Title: Characteristics and Origin of Proximal Volcanic Breccias in Hydromagmatic Tertiary Basaltic Centres, in South-East Tasmania.
By: Isabella J. von Lichtan
Supervisor: Dr. Sharon Allen
Three basaltic centres (Apsley, Firthside, and Inglewood) in South-East Tasmania, show a range of eruptive mechanisms from a dry explosive and effusive style to dry and wet hydromagmatic. The source of water for these eruptions were shallow aquifers within siltstone, or at siltstone/dolerite, sandstone/dolerite contacts.
Apsley volcanic centre represents the lower portion of a diatreme, with a series of matrix-supported volcanic sandstones and breccias. Facies are distributed concentrically, with near vertical contacts between facies. The outer facies are the most poorly sorted, lithic-rich and fine grained (sandstones), and the inner most are medium sorted, juvenile- and lithic-rich breccias. These facies are interpreted as being formed by hydromagmatic explosions caused by the interaction of magma with groundwater. Country rock lithic clasts consist of dolerite, sandstone, and siltstone suggesting the aquifer source occurs at a contact with these rock types.
Firthside volcanic centre consists of six facies groups, and stratigraphy combined with contact relationships suggest the sequence is: sedimentary facies, altered juvenile-rich facies, scoria facies, coherent basaltic facies, polymictic breccia dykes, and flat lying juvenile-poor facies.
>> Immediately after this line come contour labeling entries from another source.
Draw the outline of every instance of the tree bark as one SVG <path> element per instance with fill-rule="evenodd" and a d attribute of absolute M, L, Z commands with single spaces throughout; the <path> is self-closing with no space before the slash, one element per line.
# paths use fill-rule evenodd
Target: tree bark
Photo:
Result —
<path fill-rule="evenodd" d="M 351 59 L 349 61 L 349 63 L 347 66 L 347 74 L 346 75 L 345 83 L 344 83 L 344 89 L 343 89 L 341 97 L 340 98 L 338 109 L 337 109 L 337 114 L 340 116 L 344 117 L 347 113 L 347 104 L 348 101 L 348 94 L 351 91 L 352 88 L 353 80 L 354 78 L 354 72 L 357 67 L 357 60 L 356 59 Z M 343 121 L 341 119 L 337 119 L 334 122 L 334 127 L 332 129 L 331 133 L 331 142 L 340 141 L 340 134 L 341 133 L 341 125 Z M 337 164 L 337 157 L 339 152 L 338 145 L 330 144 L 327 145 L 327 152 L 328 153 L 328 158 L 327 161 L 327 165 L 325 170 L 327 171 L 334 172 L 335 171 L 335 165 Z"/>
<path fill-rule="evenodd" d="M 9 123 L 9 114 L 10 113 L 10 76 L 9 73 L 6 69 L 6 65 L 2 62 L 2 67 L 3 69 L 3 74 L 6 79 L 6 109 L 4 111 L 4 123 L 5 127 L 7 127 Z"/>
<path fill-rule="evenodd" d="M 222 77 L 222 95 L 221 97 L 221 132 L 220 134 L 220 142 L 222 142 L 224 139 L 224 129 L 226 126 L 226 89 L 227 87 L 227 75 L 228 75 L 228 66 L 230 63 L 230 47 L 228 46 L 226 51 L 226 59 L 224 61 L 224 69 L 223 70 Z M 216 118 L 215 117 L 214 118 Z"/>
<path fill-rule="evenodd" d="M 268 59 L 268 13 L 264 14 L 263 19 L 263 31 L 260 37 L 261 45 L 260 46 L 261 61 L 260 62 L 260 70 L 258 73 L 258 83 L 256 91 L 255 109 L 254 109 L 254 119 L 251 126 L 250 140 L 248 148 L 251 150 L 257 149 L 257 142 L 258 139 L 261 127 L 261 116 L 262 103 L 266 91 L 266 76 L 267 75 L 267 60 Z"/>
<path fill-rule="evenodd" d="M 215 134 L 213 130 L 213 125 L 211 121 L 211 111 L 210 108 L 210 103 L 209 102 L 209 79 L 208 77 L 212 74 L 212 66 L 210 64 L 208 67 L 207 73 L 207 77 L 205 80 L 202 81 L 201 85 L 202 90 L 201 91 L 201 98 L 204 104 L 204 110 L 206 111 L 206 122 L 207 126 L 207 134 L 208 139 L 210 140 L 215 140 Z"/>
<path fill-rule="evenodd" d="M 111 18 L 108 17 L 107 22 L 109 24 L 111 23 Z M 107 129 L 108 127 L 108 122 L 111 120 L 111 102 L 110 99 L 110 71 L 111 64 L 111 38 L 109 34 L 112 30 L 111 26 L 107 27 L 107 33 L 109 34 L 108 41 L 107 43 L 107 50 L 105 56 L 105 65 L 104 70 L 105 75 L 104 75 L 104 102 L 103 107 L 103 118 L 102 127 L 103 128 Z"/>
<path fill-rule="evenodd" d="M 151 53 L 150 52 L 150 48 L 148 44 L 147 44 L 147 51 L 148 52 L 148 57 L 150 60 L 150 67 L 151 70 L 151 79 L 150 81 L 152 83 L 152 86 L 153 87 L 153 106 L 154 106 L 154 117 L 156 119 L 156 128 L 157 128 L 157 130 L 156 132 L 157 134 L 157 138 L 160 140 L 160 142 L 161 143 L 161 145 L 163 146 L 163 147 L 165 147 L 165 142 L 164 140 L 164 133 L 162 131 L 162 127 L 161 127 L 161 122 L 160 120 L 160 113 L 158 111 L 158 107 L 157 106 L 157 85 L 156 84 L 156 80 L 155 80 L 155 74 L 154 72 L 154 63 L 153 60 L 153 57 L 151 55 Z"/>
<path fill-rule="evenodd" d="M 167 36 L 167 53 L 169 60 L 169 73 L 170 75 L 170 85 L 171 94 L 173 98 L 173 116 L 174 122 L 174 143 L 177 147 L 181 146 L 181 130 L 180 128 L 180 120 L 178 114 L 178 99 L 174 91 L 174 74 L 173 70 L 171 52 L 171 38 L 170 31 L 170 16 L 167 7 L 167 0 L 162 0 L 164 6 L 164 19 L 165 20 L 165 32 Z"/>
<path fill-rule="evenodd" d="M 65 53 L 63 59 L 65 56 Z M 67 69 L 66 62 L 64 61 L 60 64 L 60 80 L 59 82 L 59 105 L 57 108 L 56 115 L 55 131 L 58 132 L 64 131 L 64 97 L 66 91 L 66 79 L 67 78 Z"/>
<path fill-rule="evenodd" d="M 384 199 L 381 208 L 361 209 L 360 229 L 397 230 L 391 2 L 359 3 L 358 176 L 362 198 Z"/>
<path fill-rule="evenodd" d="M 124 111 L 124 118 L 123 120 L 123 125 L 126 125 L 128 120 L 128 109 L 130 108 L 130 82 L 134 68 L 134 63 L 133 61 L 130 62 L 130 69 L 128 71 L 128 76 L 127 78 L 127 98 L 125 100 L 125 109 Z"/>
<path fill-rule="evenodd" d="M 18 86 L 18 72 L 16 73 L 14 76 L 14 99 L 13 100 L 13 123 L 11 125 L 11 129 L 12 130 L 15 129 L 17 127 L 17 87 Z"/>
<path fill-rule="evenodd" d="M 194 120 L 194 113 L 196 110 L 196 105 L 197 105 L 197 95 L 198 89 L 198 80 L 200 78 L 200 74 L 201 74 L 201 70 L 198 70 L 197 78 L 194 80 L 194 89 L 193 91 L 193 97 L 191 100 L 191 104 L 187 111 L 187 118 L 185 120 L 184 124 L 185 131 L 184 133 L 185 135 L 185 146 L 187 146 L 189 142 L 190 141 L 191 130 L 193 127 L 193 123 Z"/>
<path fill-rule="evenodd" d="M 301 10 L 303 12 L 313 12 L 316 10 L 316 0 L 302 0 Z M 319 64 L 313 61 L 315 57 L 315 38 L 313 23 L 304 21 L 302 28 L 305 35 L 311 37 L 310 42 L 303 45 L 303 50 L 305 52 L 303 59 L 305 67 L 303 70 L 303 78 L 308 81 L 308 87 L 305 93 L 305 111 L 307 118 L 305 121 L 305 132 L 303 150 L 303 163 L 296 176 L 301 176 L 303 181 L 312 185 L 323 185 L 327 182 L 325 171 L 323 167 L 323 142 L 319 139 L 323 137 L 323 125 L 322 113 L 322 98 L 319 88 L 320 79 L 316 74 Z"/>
The sedimentary facies are made up of massive beds of poor to medium sorted, polymictic clasts. The beds are wedge shaped and some contain rounded boulders at the base. This facies probably represents part of a fluvial sequence. Altered juvenile-rich facies and scoria facies are of primary eruptive volcanic origin. Altered juvenile-rich facies are crudely stratified with medium to thick beds of well to poorly sorted, angular, dominantly juvenile clasts, which are altered and have infilled vesicles. When matrix is present, it includes grains and crystals of volcanic and sedimentary origin. Most of the beds in this facies show draping. This facies is interpreted to be a phreatomagmatic fall deposit containing lithic clasts from the subsurface and surface explosions. In comparison, the scoria facies are clast-supported made up of thick beds of medium sorted, highly vesicular juvenile bombs deposited by fallout from a dry explosive magmatic eruption. This sequence shows a change in the magma: water ratio, from a wet to dry eruption. Coherent basaltic facies is very-fine grained, highly fractured, and intrudes the scoria facies. Cross cutting relationships suggest it is synchronous to, or postdates scoria cone formation. Polymictic breccia dykes are massive, matrix-supported, poorly sorted, and juvenile-poor. These cross cut both the scoria faces and coherent basaltic facies suggests it postdates both facies. Flat-lying juvenile-poor facies are massive and poorly stratified beds with poorly sorted polymictic clasts in a siltstone matrix. This facies has been interpreted as cohesive debris flow deposits and are probably generated by slope failure.
Inglewood volcanic centre represents a tuff-ring remnant showing a sequence of clast-supported to matrix-supported generally planar bedded basaltic and lithic lapilli. Clast-supported facies are thinly stratified with some sandwave beds, medium sorting, and dominated by basalt lapilli with 30% country rock lithic (dominantly dolerite) clasts. This facies is interpreted to have been formed by relatively dry surges, and subordinate ash fall, from phreatomagmatic explosions that involved a limited amount of water during fragmentation. In comparison, matrix-supported facies are finer grained, thinly stratified with well-developed planar bedding, poorer sorting, and a high proportion of country rock lithic (both dolerite and sandstone) clasts. It also includes sand sized quartz grains in the matrix. This facies is interpreted as having been formed by eruptions that contained a higher magma: water ratio than the clast-supported facies. The country rock lithic clasts suggest the the aquifer source for the clast-supported facies is dolerite, and for the matrix-supported facies is a dolerite/sandstone contact.
von Lichtan, I.J., 2000. Characteristics and Origin of Proximal Volcanic Breccias in Hydromagmatic Tertiary Basaltic Centres, in South-East Tasmania. Geology Department, University of Tasmania, unpublished honours thesis.